Gogioso a pointé le manque de gouvernance formelle de Bitcoin comme principal obstacle à la préparation. « Bitcoin a une structure de gouvernance totalement différente, en ce qu’il n’en a pas. Certaines de ces voix indépendantes tombent dans le déni quantique. Elles ne croient pas que c’est une menace. Il y a une tendance conservatrice. Elles ne veulent pas apporter des changements qu’elles ne veulent pas avoir à faire. Mais c’est un changement qu’il faut faire », a déclaré Gogioso. Ethereum offre un contraste : Vitalik Buterin appelle à une migration vers une cryptographie résistante au quantique dans environ quatre ans et avertit que la cryptographie à courbes elliptiques pourrait être en danger autour de 2028. La Ethereum Foundation a publié une feuille de route formelle au début de 2026 après la création d’un groupe dédié à la recherche post-quantique. L’organisme américain de normalisation NIST prévoit de supprimer la norme actuelle de signature à courbes elliptiques d’ici 2030 et de l’interdire d’ici 2035. Bitcoin n’a pas d’équivalent pour coordonner un tel changement.

Des solutions de migration existent sous forme de plan

Herrmann a déclaré que les solutions techniques pour faire évoluer le Bitcoin vers une cryptographie sécurisée contre le quantique existent déjà, au moins sous forme de grandes lignes. « Il existe déjà des idées concrètes pour passer du Bitcoin à un Bitcoin quantique-sécurisé.

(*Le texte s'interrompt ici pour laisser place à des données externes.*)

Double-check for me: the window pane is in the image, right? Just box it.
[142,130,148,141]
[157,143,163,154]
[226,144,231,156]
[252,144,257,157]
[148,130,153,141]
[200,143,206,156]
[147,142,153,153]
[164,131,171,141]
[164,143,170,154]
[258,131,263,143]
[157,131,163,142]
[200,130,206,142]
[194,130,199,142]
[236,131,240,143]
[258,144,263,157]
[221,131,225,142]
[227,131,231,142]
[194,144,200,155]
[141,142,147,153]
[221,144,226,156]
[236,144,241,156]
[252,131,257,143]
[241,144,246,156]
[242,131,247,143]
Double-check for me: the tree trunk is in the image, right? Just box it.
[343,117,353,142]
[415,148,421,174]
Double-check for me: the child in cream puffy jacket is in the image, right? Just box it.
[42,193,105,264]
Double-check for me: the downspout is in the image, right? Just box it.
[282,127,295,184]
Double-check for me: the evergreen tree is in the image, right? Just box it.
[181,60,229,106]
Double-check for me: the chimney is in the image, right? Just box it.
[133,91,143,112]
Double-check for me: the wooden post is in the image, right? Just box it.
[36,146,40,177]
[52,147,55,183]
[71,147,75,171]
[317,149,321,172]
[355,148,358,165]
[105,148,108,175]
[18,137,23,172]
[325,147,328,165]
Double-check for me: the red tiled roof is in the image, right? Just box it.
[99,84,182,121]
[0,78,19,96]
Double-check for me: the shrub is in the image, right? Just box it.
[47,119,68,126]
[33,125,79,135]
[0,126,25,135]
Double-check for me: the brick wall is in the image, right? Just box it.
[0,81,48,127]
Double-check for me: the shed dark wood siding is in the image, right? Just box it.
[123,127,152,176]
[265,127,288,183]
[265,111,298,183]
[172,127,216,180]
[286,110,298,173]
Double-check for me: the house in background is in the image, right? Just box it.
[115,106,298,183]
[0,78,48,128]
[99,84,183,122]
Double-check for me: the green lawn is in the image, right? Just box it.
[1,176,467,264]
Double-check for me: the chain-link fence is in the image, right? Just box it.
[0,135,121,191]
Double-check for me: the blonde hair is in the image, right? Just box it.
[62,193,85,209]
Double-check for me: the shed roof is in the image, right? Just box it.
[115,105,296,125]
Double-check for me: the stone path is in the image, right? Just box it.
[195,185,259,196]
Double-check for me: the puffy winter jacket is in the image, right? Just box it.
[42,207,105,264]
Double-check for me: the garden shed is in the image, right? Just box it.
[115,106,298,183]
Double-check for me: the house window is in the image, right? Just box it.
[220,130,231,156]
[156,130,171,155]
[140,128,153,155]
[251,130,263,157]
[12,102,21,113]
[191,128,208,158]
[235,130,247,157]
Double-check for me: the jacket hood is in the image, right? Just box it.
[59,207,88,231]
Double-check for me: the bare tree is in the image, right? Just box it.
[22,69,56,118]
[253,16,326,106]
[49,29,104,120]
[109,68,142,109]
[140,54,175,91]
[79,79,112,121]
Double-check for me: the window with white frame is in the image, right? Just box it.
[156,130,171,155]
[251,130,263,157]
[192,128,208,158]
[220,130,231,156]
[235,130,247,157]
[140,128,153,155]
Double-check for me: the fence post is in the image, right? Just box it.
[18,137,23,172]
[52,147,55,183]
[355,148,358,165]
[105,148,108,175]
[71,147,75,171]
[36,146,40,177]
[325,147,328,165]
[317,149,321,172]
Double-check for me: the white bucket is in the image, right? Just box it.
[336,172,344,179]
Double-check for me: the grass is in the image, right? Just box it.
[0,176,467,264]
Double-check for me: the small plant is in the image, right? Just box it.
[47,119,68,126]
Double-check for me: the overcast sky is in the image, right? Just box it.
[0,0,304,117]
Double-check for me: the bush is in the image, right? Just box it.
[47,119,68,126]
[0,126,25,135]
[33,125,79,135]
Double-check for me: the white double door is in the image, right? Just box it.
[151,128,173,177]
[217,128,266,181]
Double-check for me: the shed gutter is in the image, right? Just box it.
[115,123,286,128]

Des façons de passer des anciennes pièces aux nouvelles, avec un décalage entre elles. Ce n’est jamais une conséquence linéaire », a déclaré Herrmann. Les deux experts ont exprimé un optimisme à propos de la technologie tout en notant que la plupart des grandes organisations n’ont pas encore intégré la menace quantique à leur planification stratégique. La table ronde a souligné que les outils pour la migration sont disponibles, mais que la réponse institutionnelle est absente tant que le calendrier de préparation reste incertain.

FAQ

De quoi les experts en informatique quantique ont-ils mis en garde concernant le Bitcoin lors du panel BeInCrypto ?

Stefano Gogioso et Daniela Herrmann ont prévenu que l’industrie des cryptomonnaies traite trop à la légère la menace du calcul quantique pour le Bitcoin, comme s’il s’agissait d’un risque de plusieurs milliards de dollars. Gogioso a soutenu qu’une probabilité de 2% de « rupture » quantique d’ici 2030 justifie une préparation immédiate, car l’impact potentiel pourrait faire tomber la plupart des cryptomonnaies à zéro. Les experts ont présenté cela comme un problème de gestion du risque nécessitant une action avant qu’un ordinateur quantique ne casse effectivement la cryptographie du Bitcoin.

Combien de qubits la recherche de Google estime-t-elle nécessaires pour casser le Bitcoin ?

En mars 2026, Google Quantum AI, en collaboration avec la Ethereum Foundation et Stanford, a estimé que casser la cryptographie à courbes elliptiques du Bitcoin pourrait nécessiter moins de 500 000 qubits physiques. Ce chiffre est environ 20 fois inférieur aux estimations précédentes. La recherche a étudié secp256k1, la courbe exacte derrière les signatures Bitcoin et Ethereum, et les chiffres de Google suggèrent que le calcul central pourrait durer environ neuf minutes, contre un temps moyen de bloc d’environ 10 minutes pour le Bitcoin.

Pourquoi Bitcoin n’a-t-il pas migré vers une cryptographie résistante au quantique selon les experts ?

Gogioso a pointé l’absence de structure de gouvernance formelle de Bitcoin comme principal obstacle. « Bitcoin a une structure de gouvernance totalement différente, en ce qu’il n’en a pas. Certaines de ces voix indépendantes tombent dans le déni quantique. Elles ne croient pas que c’est une menace. Il y a une tendance conservatrice. Elles ne veulent pas apporter des changements qu’elles n’ont pas à faire. Mais c’est un changement qu’il faut faire », a déclaré Gogioso. Cela contraste avec Ethereum, qui a publié une feuille de route formelle au début de 2026 après la création d’un groupe dédié à la recherche post-quantique.